Postpartum Depression from the other side of the Couch

A year into my marriage, I was diagnosed with fibroids.  At that time they were small, so small that the gynecologist said we’ll just monitor them.  Sadly, not much research is out there on the cause or what can be done to prevent them.  Fast forward a few years, we were ready to try for a baby.  Little did we know, the fibroids had grown exponentially.  Many women have been able to conceive with fibroids with minimal problems, others have had complications.  So it was really a toss-up, not to mention I wasn’t really eager to have surgery on my reproductive organs prior to having at least one child.  We prayed about it and decided to pursue conception.  I did conceive but the pregnancy didn’t make it past the six week mark and I miscarried.  So the decision to pursue conception, in spite of the fibroids, was not an easy one.  My pregnancy journey was fraught with twists and turns.  I inadvertently experienced complications from the fibroids during pregnancy and spent some time in the hospital and on bed rest.  I couldn’t exercise or do a lot the things that most women with “typical pregnancies” are able to do. 
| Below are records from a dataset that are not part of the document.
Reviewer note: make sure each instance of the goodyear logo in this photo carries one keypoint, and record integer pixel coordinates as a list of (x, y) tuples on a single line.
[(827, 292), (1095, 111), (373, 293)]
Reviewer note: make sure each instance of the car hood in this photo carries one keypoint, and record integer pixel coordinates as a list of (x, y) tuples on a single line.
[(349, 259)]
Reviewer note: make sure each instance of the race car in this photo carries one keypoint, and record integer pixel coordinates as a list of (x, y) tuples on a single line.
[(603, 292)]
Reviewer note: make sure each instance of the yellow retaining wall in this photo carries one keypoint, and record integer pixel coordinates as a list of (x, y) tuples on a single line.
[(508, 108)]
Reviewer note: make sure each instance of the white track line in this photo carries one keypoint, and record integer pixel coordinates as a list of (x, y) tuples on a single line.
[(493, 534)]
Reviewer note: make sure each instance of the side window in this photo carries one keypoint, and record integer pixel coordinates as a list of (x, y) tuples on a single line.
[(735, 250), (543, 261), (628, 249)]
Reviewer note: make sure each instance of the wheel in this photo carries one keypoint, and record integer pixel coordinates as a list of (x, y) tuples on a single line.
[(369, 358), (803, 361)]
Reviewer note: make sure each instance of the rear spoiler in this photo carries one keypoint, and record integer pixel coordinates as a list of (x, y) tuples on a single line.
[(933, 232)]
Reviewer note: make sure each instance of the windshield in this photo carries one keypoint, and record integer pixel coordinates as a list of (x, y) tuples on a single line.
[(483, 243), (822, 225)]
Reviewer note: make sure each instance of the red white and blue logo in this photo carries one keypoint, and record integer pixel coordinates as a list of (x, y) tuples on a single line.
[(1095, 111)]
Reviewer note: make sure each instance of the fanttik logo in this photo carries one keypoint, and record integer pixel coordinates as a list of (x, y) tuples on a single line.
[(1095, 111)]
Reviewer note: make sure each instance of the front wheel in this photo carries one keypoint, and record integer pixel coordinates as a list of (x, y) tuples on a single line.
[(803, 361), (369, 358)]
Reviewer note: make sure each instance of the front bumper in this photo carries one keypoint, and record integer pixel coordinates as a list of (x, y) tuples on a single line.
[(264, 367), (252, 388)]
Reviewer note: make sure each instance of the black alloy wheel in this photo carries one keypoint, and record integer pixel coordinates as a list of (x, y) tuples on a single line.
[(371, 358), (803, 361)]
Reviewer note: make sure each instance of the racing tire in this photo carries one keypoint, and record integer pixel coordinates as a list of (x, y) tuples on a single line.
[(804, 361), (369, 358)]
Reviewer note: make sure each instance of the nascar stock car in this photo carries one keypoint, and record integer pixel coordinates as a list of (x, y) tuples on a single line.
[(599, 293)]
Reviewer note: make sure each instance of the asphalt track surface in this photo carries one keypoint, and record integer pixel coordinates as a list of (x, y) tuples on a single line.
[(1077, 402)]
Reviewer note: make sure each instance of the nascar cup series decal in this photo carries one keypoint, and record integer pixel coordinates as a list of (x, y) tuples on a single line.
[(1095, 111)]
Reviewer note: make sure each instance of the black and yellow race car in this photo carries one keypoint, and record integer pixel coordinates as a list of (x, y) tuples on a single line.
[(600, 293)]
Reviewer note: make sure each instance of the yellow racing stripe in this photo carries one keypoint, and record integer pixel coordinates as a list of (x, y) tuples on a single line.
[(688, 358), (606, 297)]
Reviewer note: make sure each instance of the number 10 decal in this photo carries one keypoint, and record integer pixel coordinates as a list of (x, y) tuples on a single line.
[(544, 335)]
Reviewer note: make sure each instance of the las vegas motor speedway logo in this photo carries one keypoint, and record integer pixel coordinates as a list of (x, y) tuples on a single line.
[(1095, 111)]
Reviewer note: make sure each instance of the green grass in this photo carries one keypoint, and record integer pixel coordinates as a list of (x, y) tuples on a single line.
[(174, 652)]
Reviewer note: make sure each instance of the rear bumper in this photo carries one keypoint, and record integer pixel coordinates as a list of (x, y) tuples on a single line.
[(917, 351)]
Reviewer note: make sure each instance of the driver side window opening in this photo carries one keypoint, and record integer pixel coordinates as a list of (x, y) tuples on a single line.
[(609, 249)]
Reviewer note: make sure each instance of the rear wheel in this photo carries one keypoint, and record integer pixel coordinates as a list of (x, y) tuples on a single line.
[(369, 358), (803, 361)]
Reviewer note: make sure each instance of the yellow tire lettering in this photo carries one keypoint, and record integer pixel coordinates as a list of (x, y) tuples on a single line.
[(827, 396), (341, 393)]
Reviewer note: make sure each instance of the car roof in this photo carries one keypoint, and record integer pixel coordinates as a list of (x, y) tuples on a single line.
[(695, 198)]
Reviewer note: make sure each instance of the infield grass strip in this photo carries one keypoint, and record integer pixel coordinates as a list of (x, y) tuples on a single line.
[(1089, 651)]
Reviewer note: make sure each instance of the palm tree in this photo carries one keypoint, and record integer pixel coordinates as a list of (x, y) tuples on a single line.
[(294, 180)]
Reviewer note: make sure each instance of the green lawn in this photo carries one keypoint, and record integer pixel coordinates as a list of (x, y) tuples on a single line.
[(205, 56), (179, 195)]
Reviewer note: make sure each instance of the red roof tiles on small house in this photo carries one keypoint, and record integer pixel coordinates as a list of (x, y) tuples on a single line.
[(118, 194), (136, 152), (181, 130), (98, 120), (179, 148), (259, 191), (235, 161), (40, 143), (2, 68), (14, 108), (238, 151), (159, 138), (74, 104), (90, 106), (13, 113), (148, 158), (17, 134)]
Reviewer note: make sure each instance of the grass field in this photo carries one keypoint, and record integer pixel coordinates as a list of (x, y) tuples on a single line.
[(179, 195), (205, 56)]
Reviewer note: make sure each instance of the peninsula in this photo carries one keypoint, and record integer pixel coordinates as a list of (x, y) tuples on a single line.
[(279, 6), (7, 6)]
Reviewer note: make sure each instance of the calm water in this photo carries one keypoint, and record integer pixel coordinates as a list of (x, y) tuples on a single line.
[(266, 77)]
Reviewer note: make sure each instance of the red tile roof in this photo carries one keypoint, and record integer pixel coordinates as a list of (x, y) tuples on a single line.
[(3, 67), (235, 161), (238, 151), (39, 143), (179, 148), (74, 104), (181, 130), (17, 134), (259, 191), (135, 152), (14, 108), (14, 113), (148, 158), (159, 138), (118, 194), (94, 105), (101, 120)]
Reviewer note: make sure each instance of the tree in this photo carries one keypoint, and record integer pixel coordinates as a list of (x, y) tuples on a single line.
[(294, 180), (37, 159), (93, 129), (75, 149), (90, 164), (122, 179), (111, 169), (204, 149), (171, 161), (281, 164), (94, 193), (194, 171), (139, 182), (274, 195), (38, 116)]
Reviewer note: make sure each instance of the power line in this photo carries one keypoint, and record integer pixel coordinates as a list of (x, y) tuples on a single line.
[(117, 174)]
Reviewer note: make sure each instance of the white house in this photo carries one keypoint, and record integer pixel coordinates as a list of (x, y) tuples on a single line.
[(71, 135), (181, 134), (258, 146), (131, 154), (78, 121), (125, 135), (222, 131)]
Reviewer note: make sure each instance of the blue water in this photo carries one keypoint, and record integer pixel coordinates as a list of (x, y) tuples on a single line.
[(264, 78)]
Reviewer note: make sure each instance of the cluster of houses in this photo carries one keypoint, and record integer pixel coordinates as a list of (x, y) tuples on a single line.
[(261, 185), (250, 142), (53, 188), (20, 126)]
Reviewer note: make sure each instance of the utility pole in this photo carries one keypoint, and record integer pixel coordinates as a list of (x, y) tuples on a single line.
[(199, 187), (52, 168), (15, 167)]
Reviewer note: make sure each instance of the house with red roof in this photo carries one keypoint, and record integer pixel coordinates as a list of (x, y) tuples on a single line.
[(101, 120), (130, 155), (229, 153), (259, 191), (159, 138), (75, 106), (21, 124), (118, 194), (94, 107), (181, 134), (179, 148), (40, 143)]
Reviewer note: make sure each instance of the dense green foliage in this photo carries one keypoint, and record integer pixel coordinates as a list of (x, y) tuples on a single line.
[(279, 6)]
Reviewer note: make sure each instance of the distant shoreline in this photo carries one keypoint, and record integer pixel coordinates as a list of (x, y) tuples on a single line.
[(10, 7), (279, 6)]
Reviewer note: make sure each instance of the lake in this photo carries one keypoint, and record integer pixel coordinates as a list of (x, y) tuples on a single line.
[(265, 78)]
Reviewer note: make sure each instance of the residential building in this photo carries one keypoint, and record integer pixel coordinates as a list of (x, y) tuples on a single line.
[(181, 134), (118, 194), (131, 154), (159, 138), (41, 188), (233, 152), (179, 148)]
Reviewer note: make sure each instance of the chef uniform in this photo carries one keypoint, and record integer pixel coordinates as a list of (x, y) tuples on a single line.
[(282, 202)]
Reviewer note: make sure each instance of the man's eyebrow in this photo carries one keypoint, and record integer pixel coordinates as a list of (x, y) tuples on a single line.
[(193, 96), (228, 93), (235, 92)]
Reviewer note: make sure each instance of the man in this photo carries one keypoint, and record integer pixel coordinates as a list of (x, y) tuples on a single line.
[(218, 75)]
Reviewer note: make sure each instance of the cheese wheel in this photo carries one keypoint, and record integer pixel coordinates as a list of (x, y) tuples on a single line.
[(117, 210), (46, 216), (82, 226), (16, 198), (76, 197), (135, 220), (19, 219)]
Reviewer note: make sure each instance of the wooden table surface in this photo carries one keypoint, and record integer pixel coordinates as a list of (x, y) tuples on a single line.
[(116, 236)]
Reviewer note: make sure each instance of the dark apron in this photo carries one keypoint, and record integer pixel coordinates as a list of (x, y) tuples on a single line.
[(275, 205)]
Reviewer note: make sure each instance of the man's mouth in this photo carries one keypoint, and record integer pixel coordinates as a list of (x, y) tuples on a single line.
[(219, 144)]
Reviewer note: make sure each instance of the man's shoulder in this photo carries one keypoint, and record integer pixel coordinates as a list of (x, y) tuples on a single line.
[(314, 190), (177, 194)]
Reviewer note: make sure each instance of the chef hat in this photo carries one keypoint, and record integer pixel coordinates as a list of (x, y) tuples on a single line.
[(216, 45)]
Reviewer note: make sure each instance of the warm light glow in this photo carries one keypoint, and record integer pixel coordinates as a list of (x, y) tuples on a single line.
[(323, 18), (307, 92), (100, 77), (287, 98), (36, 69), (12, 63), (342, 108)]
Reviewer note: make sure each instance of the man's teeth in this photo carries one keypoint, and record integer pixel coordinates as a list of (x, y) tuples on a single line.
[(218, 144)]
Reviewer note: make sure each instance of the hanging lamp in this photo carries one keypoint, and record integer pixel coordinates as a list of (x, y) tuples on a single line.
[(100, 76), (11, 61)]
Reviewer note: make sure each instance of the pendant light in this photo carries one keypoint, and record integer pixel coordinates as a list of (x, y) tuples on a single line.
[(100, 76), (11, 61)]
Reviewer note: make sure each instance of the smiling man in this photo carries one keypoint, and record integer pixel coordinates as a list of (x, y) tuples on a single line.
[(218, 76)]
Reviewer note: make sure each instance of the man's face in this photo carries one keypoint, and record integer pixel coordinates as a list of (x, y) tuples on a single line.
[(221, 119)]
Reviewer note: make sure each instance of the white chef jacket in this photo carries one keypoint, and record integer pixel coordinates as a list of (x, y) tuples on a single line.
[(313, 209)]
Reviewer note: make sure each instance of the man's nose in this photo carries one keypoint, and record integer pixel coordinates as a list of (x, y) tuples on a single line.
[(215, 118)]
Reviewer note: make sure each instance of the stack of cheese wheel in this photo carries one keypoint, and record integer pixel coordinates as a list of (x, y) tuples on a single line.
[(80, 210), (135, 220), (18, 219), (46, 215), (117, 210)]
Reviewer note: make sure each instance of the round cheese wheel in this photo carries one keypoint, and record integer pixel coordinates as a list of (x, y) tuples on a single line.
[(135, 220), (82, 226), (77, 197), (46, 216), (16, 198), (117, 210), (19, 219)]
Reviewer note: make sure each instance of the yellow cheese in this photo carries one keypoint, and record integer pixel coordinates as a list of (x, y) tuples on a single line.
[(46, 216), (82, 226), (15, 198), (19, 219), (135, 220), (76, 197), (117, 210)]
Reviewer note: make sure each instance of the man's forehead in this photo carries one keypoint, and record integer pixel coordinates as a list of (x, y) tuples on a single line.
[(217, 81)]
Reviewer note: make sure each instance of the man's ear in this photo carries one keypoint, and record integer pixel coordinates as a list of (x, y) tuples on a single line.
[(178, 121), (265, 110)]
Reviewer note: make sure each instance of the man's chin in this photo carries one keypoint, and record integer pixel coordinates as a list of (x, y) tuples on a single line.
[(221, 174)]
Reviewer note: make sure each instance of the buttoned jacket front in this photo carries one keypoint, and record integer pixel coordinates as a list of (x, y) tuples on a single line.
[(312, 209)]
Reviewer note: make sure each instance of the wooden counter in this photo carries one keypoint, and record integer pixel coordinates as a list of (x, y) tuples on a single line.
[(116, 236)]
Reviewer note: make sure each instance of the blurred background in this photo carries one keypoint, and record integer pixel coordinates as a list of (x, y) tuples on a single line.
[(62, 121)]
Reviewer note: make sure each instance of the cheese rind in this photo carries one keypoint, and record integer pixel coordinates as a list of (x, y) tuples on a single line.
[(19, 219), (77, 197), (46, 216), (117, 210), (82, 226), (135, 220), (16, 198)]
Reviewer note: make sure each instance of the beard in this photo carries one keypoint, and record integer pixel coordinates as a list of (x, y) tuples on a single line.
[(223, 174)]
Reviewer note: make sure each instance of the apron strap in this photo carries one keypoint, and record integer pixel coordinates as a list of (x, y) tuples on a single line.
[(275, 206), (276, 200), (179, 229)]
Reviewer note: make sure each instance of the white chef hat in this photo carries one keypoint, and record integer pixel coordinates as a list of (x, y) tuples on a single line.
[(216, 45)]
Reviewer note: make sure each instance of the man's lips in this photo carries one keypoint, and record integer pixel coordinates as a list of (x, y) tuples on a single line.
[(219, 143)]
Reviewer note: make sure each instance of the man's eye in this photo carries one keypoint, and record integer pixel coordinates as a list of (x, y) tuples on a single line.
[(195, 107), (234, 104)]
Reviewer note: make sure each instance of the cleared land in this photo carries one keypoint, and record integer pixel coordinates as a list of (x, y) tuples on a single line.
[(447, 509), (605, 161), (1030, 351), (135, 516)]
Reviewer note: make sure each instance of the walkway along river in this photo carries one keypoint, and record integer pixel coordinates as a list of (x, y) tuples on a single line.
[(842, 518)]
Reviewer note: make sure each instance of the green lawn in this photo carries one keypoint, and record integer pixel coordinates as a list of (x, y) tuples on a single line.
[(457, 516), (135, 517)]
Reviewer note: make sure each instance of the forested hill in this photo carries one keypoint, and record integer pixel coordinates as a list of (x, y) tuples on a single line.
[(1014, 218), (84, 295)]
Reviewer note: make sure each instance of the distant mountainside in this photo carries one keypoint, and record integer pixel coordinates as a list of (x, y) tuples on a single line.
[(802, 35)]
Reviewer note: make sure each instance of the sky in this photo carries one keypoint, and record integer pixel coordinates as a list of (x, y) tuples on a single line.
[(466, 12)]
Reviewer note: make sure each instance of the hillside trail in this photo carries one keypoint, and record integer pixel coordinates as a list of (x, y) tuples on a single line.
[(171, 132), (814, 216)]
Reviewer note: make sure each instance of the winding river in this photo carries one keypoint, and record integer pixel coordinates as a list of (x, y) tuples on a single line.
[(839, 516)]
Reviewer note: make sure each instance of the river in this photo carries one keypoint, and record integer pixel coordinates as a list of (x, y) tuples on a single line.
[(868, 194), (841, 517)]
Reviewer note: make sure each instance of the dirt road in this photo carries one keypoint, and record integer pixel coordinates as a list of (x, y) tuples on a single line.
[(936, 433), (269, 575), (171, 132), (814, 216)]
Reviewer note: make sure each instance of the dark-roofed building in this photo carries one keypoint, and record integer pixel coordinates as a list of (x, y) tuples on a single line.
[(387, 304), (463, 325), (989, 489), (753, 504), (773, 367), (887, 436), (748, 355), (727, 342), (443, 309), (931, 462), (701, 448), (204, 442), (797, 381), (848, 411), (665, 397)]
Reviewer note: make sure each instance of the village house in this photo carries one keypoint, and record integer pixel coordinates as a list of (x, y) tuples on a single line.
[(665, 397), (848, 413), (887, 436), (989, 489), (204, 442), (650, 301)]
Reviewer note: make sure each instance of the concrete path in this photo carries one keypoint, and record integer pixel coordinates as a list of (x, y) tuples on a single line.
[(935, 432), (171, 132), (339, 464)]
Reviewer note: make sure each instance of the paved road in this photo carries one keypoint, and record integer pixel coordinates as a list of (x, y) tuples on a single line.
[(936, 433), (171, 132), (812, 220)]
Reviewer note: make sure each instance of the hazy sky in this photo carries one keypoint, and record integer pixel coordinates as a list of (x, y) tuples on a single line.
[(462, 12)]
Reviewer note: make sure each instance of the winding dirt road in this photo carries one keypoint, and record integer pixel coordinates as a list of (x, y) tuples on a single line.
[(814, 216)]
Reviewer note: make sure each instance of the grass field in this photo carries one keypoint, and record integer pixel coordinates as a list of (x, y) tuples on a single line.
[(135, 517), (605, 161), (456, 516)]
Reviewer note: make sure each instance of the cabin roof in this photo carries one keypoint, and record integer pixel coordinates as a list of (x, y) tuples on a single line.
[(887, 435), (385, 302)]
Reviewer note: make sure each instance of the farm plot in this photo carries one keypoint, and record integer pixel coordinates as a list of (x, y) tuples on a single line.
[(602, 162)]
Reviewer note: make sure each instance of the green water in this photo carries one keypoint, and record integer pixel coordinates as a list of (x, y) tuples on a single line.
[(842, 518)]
As my due date neared, my doctor still hoped that we could have a vaginal birth.  That was after all the best way to go.  Unfortunately, that was not to be.  I won’t bore you with the laborious details of my labor and delivery.  Just know that it was very eventful.  I ended having to have a transfusion because of all the blood that I lost during the cesarean.  Fast forward again to bringing baby home, not only was I not prepared for the huge adjustments to having a newborn but I also wasn’t prepared for the intense physical aftermath of having a cesarean.  I was not only physically spent but mentally as well.  Thankfully, I had a lot of support!  I also had a lot of doubt and guilt (breastfeeding wasn’t working).  No one prepared me for the level of sleep deprivation and isolation I felt.  Everyone always said sleep when the baby sleeps but that just didn’t work for me.  I don’t know what I was doing but I couldn’t sleep. My eating habits were terrible because I just grabbed a bite when I could and ate whatever was easiest.  Not only that but I somehow believed that the weight that I gained during pregnancy would miraculously melt away after I delivered.  Needless, to say I felt overwhelmed, isolated, fat, and not myself at all.  I returned to some sense of normalcy at 3 months when I went back to work part-time.  I was happy to be at work and engaged in social interaction with other adults but I also questioned if working was the right decision for me and my family.  There were so many emotions and feelings to contend with.  As a clinician, I was keenly aware of postpartum depression but at the time, I couldn’t label the things I was experiencing.  Eventually, I began to work my way back to myself.   The seasons changed, I returned to working out consistently, eating better, and taking small amounts of time for myself.   I started to see me as not just a mom but also the person I was before becoming a mom.  A year or so later, I realized that I had experienced postpartum depression.   My journey is what leads me to want to help other women going through this.  I know that there is light at the end of the tunnel.